Retour à la cantine: la santé d’abord !

Certains enfants vont reprendre le chemin de l’école et de la cantine. Chaque situation familiale est particulière, chaque école s’applique à faire respecter au mieux le protocole sanitaire défini au niveau national. Aussi, la pause méridienne s’organise dans l’urgence et le repas froid conditionné sous plastique est trop souvent une des solutions proposées à nos enfants.

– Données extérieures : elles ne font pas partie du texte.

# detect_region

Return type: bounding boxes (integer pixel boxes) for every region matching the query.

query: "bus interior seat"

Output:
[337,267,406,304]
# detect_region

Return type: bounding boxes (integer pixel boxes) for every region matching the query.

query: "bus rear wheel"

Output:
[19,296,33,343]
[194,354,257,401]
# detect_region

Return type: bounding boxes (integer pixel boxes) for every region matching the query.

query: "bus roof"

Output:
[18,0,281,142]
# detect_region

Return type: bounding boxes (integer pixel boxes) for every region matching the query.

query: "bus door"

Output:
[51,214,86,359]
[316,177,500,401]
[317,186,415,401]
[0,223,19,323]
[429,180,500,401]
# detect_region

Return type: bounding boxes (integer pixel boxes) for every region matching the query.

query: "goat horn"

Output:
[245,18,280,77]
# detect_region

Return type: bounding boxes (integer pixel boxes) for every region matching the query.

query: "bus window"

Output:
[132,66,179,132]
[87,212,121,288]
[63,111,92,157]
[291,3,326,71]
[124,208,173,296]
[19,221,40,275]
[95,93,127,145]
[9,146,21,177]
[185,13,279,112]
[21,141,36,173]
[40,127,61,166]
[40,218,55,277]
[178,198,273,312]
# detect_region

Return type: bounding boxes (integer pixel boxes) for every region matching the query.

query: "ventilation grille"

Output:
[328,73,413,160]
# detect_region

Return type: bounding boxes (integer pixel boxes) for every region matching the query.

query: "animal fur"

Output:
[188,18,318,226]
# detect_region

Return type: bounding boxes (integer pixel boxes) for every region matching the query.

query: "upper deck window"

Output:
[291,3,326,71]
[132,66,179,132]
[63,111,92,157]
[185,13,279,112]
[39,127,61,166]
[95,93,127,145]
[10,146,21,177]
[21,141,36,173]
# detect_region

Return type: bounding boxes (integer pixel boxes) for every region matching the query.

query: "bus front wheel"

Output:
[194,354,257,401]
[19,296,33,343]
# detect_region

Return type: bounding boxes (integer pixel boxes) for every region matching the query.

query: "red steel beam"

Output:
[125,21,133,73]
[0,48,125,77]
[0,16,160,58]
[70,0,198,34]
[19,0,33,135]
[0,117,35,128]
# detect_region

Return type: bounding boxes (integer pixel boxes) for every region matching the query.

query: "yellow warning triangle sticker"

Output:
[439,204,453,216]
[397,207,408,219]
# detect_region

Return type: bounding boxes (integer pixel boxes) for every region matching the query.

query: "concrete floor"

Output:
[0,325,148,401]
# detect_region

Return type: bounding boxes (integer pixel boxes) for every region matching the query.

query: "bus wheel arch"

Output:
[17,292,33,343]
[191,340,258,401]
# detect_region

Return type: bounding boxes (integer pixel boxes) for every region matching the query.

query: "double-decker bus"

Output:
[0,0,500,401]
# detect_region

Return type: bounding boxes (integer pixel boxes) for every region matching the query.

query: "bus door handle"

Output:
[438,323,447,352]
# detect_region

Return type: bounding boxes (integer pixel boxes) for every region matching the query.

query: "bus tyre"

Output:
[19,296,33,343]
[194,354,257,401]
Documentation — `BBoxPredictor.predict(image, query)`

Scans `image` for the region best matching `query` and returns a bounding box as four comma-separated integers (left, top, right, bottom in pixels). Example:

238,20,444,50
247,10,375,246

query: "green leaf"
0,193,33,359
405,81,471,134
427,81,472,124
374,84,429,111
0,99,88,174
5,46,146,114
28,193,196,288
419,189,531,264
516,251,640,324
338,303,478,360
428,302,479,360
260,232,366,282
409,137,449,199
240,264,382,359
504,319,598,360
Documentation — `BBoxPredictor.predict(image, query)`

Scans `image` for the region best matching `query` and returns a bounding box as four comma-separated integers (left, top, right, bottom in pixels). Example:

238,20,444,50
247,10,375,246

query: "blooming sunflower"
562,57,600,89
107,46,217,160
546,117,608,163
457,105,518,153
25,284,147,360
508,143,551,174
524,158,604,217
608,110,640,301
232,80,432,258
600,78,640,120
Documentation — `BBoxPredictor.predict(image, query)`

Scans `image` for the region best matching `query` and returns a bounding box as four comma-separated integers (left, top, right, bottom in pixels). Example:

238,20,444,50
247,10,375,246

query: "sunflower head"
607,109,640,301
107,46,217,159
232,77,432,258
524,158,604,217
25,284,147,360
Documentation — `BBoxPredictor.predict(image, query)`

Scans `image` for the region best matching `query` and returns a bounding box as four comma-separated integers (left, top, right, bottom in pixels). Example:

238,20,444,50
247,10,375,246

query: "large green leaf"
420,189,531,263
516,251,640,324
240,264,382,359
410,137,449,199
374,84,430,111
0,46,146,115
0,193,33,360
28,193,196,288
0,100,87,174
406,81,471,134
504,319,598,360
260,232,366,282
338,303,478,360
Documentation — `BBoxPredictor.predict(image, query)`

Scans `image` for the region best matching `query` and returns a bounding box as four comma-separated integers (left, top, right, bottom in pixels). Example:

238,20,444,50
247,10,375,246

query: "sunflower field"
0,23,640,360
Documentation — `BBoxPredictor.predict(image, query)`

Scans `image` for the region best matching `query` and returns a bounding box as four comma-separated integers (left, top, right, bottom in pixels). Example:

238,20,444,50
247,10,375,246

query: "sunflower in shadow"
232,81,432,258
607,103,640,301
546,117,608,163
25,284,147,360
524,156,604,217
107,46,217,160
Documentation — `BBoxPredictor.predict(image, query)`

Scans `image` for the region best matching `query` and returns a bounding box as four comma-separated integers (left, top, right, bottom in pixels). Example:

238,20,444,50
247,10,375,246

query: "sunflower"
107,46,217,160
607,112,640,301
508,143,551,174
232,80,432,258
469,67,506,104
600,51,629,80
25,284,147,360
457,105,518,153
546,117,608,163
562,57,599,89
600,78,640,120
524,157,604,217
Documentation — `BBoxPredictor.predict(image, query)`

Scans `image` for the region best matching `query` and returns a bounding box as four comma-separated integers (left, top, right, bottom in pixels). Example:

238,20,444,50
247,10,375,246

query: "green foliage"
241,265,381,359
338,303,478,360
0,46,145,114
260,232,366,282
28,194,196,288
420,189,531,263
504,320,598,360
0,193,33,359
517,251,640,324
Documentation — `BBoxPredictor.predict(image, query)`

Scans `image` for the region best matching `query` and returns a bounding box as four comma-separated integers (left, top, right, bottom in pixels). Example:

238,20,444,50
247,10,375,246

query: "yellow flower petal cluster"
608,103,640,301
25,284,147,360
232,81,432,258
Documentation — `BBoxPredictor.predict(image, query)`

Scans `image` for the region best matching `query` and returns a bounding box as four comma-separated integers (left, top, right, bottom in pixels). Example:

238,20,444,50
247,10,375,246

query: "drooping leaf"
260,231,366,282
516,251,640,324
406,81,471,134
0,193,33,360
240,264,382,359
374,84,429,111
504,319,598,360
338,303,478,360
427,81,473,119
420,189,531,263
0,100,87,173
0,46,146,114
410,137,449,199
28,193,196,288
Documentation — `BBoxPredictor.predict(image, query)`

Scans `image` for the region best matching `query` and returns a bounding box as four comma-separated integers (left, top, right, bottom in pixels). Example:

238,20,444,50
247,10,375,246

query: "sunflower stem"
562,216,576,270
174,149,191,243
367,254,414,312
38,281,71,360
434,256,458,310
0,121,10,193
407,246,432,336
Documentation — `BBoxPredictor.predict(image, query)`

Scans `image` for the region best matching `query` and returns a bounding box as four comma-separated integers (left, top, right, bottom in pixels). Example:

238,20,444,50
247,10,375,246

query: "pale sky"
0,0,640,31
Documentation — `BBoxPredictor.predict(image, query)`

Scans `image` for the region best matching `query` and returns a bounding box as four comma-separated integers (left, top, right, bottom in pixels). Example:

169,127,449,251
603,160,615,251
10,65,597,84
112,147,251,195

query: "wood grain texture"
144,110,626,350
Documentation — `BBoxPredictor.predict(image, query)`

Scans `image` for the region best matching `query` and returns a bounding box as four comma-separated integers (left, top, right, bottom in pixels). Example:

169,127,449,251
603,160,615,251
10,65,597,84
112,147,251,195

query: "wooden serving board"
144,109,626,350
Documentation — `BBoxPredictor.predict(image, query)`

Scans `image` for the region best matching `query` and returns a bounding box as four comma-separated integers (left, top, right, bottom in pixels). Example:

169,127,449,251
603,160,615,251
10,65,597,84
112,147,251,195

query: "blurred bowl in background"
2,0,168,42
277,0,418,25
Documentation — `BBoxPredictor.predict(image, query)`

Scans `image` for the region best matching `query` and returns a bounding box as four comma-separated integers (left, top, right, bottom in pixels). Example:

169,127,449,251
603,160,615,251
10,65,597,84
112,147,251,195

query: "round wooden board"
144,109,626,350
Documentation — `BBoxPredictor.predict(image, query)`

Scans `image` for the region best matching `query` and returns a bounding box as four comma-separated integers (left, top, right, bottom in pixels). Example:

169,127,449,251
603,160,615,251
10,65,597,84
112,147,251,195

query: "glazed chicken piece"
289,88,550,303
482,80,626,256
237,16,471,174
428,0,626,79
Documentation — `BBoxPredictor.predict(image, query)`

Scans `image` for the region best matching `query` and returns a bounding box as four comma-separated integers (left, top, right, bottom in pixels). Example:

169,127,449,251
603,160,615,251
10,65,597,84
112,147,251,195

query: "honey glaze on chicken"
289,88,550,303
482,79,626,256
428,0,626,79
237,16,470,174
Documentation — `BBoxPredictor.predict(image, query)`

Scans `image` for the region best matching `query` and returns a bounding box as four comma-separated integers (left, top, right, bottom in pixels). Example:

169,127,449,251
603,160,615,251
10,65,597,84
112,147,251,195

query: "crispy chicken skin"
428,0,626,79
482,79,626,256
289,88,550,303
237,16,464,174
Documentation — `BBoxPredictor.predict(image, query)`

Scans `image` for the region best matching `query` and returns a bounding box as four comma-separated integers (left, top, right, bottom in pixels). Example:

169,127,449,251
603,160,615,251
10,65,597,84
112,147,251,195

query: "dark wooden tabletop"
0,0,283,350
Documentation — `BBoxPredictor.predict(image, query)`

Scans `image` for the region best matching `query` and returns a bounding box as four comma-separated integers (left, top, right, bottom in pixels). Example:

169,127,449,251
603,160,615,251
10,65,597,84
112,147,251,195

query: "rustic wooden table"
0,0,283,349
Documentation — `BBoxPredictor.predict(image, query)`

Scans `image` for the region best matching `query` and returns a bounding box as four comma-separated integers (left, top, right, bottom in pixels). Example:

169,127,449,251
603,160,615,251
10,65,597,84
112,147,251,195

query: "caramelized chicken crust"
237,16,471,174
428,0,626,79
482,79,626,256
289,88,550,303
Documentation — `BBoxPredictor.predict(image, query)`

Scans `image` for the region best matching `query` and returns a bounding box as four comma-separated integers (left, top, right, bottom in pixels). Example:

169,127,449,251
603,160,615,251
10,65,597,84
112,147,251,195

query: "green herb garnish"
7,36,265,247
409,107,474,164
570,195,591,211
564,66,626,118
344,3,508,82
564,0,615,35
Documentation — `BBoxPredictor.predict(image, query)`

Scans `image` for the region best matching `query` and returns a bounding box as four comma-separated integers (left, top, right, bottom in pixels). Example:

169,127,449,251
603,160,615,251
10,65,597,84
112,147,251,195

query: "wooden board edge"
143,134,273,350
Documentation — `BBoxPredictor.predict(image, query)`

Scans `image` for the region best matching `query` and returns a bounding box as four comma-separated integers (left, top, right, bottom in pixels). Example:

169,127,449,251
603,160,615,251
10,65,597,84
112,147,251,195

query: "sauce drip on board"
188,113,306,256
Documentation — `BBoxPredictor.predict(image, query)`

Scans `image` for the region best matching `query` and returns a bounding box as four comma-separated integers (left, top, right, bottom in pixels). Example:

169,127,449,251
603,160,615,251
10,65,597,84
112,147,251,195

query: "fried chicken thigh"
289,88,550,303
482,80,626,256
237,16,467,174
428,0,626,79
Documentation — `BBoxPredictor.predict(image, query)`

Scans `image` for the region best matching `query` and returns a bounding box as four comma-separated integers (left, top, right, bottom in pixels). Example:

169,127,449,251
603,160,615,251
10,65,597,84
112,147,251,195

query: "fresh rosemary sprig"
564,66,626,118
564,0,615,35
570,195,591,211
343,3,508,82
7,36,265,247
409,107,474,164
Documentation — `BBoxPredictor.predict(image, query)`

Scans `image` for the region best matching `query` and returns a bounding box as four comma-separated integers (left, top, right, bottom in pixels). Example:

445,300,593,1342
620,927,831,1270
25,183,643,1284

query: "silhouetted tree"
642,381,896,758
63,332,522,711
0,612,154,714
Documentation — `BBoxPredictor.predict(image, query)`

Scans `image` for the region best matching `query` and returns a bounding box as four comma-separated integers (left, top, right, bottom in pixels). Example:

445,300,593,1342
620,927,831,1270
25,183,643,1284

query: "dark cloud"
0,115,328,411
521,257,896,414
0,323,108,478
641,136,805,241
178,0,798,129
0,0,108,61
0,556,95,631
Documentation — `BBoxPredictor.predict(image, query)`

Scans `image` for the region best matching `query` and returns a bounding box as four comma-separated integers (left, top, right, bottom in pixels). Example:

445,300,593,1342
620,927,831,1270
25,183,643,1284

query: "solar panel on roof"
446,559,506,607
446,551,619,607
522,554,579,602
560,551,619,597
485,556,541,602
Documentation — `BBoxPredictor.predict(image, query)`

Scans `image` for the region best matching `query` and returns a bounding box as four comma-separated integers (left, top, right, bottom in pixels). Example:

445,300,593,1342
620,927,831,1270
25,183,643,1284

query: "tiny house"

Nous comprenons bien qu’en ce moment l’usage du plastique est privilégié pour des raisons logistiques (conservation, transport, service individualisé…). Toutefois, nous souhaitons attirer votre attention sur l’instrumentalisation faite par les industriels du plastique et de la restauration collective présentant celui-ci comme LA solution barrière à la propagation du virus (voir l’article publié par Le Monde), alors que des études publiées dans les revues médicales scientifiques NEJM et The Lancet démontrent que le virus du Covid-19 résiste jusqu’à 7 jours sur le plastique (voir également les articles de Capital et Science&Vie).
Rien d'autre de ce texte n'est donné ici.